Trump's base will stand by him not because they believe Trump is on their side, but because they define themselves as being on his side.
Trump has intentionally cleaved America into two warring camps: pro-Trump and anti-Trump. And he has convinced the pro-Trumps that his enemy is their enemy.
Most Americans are not passionate conservatives or liberals, Republicans or Democrats. But they have become impassioned Trump supporters or Trump haters.
Polls say 37 percent of Americans approve of him, and most disapprove. These numbers are the tips of two vast icebergs of intensity.
Trump has forced all of us to take sides, and to despise those on the other. There's no middle ground.
The Republican Party used to stand for fiscal responsibility, state's rights, free trade, and a hard line against Russian aggression. Now it just stands for Trump.
Pro-Trump Republicans remain the majority in the GOP. As long as Trump can keep them riled up, and as long as Republicans remain in control of at least one chamber of Congress, he's safe.
"Try to impeach him, just try it," Roger Stone, Trump's former campaign adviser, warned last summer. "You will have a spasm of violence in this country, an insurrection like you've never seen."
That's probably an exaggeration, but Trump (with the assistance of his enablers in Congress) has convinced his followers that the Russian investigation is part of a giant conspiracy to unseat him, and that his enemies want to replace him with someone who will allow dangerous forces to overrun America.

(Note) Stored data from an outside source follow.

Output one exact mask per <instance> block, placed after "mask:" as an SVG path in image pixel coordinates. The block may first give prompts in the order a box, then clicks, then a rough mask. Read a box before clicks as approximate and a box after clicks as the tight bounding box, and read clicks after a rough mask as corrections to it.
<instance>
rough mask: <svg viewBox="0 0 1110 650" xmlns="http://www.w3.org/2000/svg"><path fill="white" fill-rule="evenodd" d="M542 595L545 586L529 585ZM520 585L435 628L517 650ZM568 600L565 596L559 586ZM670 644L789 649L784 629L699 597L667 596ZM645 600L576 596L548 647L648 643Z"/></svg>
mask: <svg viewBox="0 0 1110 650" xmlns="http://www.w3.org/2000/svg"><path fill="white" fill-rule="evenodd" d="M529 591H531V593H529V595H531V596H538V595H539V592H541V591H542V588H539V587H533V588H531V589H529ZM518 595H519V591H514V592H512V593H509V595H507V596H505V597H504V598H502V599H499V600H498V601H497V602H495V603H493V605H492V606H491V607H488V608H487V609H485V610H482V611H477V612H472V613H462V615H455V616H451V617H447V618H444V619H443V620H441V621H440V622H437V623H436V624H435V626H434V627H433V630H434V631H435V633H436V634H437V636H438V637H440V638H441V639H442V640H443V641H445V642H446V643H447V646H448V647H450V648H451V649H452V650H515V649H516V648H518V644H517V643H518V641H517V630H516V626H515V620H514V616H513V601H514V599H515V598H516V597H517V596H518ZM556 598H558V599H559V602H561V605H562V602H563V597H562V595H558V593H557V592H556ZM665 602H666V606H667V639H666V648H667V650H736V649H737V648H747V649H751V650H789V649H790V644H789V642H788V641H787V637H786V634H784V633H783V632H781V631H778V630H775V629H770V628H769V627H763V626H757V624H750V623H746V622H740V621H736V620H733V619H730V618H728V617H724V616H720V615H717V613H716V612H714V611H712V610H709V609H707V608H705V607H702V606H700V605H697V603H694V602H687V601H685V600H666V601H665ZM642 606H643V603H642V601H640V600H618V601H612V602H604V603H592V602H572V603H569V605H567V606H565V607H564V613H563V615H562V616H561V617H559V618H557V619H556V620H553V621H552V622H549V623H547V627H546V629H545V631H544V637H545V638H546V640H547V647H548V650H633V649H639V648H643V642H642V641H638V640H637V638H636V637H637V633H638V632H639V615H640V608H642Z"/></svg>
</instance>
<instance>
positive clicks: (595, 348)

Sure, this paranoia is based on the same racism and xenophobia that has smoldered in America since its inception. Trump's strategy is to stoke it daily.
Sure, American politics had polarized before Trump. Trump's strategy is to exploit and enlarge these divisions.
A few months ago I traveled to Kentucky and talked with a number of Trump supporters.
They looked and sounded nothing like traditional conservative Republicans. Most were working class. Several were members of labor unions. All were passionate about Trump.